COLORADO SPRINGS, Colo. -

The owner of the Whistling Pines Gun Club in east Colorado Springs has succeeded in his effort to build a west side branch.

Late Thursday, the city's planning commission decided to allow Bob Holmes to build Whistling Pines West.  The vote came after a hearing of several hours, during which gun club staff and opponents made appeals.

The new indoor range will be on Peace Palace Point, near the intersection of Garden of the Gods Road and Centennial Boulevard.  The  18,000 square foot building, sitting on 2.5 acres, will include a larger section for rifle shooting.

The new range will be at the base of a bluff under the Pinecliff neighborhood where 671 homeowners live.  Opponents say at least half of the homeowners are against the range, partly because of concerns about noise and its effect on property values.

"We're not against guns," said homeowner Gail Morrison.  "We're just against the noise.  It's not a matter of loudness, but of the constant sound of gunfire at our homes.  My home is just a few hundred feet from where the range will be.  That's unacceptable.  The range owner notified only two of us about this.  I may have to move."

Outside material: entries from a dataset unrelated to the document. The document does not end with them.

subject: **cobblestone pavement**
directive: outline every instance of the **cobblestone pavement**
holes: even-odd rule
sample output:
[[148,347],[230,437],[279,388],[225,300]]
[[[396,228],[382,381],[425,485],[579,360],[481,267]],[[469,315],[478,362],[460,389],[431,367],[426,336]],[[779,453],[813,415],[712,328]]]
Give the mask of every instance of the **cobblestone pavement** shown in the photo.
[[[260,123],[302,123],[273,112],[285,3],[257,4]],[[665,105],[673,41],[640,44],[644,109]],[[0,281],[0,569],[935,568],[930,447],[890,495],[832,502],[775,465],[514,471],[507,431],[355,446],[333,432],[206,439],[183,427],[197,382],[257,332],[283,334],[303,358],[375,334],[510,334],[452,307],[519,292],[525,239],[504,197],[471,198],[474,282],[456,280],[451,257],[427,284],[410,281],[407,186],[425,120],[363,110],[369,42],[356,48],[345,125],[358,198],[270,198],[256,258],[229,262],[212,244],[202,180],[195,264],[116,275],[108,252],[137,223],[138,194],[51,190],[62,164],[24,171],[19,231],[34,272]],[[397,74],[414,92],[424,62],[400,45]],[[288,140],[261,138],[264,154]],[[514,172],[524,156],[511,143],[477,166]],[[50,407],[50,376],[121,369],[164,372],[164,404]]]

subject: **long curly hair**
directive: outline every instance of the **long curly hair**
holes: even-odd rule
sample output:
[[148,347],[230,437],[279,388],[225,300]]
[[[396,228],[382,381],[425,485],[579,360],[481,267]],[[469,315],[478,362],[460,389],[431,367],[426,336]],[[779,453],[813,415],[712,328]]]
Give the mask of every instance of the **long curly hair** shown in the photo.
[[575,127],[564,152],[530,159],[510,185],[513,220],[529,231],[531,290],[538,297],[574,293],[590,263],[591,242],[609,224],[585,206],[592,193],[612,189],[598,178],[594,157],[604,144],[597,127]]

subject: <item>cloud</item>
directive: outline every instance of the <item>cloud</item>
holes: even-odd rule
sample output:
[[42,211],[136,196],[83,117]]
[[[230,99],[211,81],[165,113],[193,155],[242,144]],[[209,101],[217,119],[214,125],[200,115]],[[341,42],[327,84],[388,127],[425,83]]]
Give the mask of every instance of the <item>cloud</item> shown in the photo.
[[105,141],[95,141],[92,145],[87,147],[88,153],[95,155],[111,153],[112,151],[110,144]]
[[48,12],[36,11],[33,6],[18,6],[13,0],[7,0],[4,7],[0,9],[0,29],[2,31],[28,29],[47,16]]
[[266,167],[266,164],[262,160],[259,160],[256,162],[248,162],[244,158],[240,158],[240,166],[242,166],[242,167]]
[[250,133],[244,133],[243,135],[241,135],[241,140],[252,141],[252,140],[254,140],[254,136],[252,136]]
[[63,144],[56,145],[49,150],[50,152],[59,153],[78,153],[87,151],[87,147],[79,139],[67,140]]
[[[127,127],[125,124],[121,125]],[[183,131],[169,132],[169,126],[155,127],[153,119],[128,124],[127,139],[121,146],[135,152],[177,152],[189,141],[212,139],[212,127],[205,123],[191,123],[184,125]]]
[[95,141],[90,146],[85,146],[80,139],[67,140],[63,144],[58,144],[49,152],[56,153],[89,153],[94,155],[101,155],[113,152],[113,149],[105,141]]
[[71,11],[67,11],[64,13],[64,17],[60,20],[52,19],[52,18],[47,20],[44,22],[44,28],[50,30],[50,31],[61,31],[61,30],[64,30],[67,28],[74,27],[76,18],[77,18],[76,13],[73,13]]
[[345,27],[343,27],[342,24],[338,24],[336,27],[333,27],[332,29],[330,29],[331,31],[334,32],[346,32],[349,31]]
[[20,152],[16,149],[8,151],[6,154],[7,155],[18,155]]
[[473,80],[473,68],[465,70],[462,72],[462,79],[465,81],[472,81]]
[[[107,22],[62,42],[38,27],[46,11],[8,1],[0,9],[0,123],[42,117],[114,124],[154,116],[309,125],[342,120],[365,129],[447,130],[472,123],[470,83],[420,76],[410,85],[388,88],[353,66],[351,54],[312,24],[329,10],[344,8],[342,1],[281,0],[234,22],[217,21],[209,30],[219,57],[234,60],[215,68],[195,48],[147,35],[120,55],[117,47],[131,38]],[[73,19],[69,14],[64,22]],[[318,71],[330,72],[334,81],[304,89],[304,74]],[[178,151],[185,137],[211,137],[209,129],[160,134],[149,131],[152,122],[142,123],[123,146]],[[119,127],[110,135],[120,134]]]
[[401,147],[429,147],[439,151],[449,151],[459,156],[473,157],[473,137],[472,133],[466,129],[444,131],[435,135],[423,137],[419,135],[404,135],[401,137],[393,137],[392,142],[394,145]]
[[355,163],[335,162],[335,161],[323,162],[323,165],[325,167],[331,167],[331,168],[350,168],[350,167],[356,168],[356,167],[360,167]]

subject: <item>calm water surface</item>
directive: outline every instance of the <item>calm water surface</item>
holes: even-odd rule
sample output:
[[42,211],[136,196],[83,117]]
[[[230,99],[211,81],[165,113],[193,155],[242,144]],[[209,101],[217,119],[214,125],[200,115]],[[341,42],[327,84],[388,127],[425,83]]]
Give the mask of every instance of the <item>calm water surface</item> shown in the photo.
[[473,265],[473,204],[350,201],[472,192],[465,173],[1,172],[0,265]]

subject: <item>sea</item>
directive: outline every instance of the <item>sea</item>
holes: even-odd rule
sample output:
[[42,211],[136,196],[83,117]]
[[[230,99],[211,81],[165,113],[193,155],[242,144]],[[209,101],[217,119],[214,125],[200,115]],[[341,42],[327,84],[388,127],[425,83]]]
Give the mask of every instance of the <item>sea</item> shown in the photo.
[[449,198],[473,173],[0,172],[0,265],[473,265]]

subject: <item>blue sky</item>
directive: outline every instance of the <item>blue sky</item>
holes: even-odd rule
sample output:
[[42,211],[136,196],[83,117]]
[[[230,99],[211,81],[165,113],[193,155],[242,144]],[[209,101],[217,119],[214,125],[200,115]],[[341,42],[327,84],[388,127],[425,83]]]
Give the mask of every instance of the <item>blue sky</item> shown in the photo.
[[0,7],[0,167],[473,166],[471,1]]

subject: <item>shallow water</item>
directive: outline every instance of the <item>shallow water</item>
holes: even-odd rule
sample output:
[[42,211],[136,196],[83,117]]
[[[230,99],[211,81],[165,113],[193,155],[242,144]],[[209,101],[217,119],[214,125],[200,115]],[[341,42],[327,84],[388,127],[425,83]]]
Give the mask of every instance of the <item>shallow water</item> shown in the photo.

A city ordinance states the noise level for an indoor shooting range may not exceed 45 decibels between the range's and neighborhood's property line, and adhering to that was a condition of the commission's approval.

Experts say 45 decibels are comparable to normal levels of noise in an office setting, compared to a typical male voice from 3 feet away, which can reach 65 decibels.

A sound engineer hired by Whistling Pines to study noise around the proposed site said the area is zoned as light industrial and produces a consistent level of 50 decibels.  The east side location, he said, has a maximum level of 60 decibels, mostly because of traffic on U.S. 24.

Whistling Pines plans to include sound-muffling materials at the range and is willing to install more to comply with the city ordinance.  Several neighbors said they'd be more willing to accept the range if more noise mitigation is added.

Holmes didn't comment after the vote, but previously said much of the opposition was based on false assumptions and incorrect information.